Students and faculty honor National Volunteer Month through a commitment to service


Ana López del Punta '23

In commemoration of National Volunteer Month, Sacred Heart Greenwich faculty and students share their acts of service.

April commemorates commitment to community service among individuals and inspires people to help those who are less fortunate as National Volunteer Month.  Honoring Sacred Heart Greenwich’s mission of social awareness, freshman Olivia Antenucci, sophomore Caroline Fouts, junior Lauren Drummey, and Mr. Michael Maida, Upper School Math Teacher, work to inform and educate the community. 

As part of his 1000 Points of Light campaign, Former President George HW Bush instituted April as National Volunteer Month in 1990, according to  He wanted to honor the legacy of organizations committed to serving others and instill a common purpose of selflessness in Americans.

Caroline promotes the education of children at Turning Pages.  Courtesy of Caroline Fouts ’24

Goal Three of the Sacred Heart Greenwich Goals and Criteria emphasizes the school’s dedication to a “social awareness which impels to action.”  In order to fulfill this goal, students and faculty at Sacred Heart strive to educate themselves on global and domestic issues.  A recipient of the Congressional Medal Award for completing 400 hours of community service, Caroline works to improve literacy among the youth.  She is the Event Leader and Social Media Correspondent of Turning Pages, a student-run initiative that gifts books to low-income children from Connecticut, New York, and New Jersey.  

Caroline believes that introducing children to reading at a young age can lead to academic success and a life-long passion for learning.  She encourages students to reflect upon social inequities in the world and to become active in community service initiatives. 

“I would encourage others to find something they are passionate about and share it with others,” Caroline said.  “The work they do will make a difference in communities.  No act of kindness is too small.  When I am at free book fairs helping children select books, I feel great knowing they will have a new book to read and own.  I feel confident that others will find joy in serving others and [that] their efforts will positively impact our communities.”

Mr.

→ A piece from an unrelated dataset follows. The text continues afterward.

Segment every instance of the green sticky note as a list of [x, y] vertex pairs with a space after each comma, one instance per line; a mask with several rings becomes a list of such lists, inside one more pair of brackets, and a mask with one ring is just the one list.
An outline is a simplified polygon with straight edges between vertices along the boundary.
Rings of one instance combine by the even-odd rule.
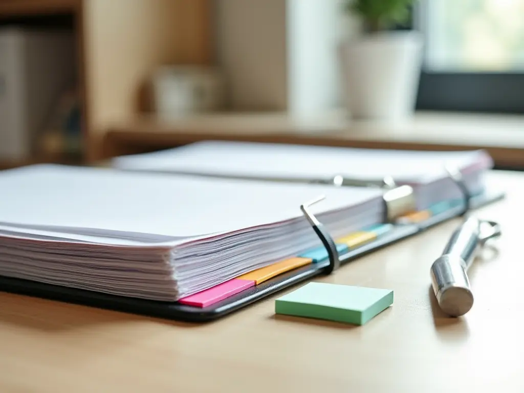
[[277, 314], [363, 325], [393, 304], [393, 291], [310, 282], [277, 299]]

Maida also values Sacred Heart’s emphasis on social awareness.  In an effort to increase understanding of food insecurity within the school, he helped establish the Sacred Heart Network service project, “Hearts Fighting Hunger.”  This project educates middle school students on food insecurity and helps relieve local families of this issue. 

This summer, Mr. Maida and Sra. Montserrat García, Upper School World Language Teacher and Network Exchange Coordinator, will accompany rising seniors on a service trip to the Texas Rio Grande Valley.  He hopes that students will develop a greater awareness of the challenges immigrants face in the United States through working with immigrant families at the border.  Mr. Maida believes that National Volunteer Month highlights the necessity of volunteer work to improve society.  

“Following what Saint Madeleine Sophie Barat started, community service is part of our school’s mission,” Mr. Maida said.  “I think that people at Sacred Heart feel the importance of promoting social awareness.  I also think having a National Volunteer Month is a good idea because it gets more people who maybe did not volunteer before, because they never thought about it or did not know what they could do, to be interested in community service and to [then] continue their work.” 

Mr. Maida, Sra. García, and rising seniors participate in the ARISE Adelante summer service trip.  Courtesy of 

Olivia is part of The Avenue, a leadership program based in New York City, New York (NYC).  With the help of mentors and her peers, Olivia is learning how a leader can realize positive change.  Her latest initiatives included volunteering at Camp Applewood in New Jersey.  There, she taught girls in lower and middle school how to develop leadership qualities. 

“As a Catholic, serving others is part of our mission,” Olivia said.  “I think that it is important to raise awareness that other people do not often get the opportunities that we do at Sacred Heart.”

As co-head of the Midnight Run Club, Lauren helps organize food, blankets, clothes, and toiletries for the homeless in NYC.  Twice this year, Lauren and other club members provided assistance to the homeless in NYC.  Lauren commented on how community service has helped her become a more sympathetic individual.

“Being a part of Sacred Heart has made me realize how fortunate I am, so running the Midnight Run Club allows me to bring community and justice to the streets,” Lauren said.  “Community service expands my perspective on the world and allows me to develop empathy for the less fortunate.”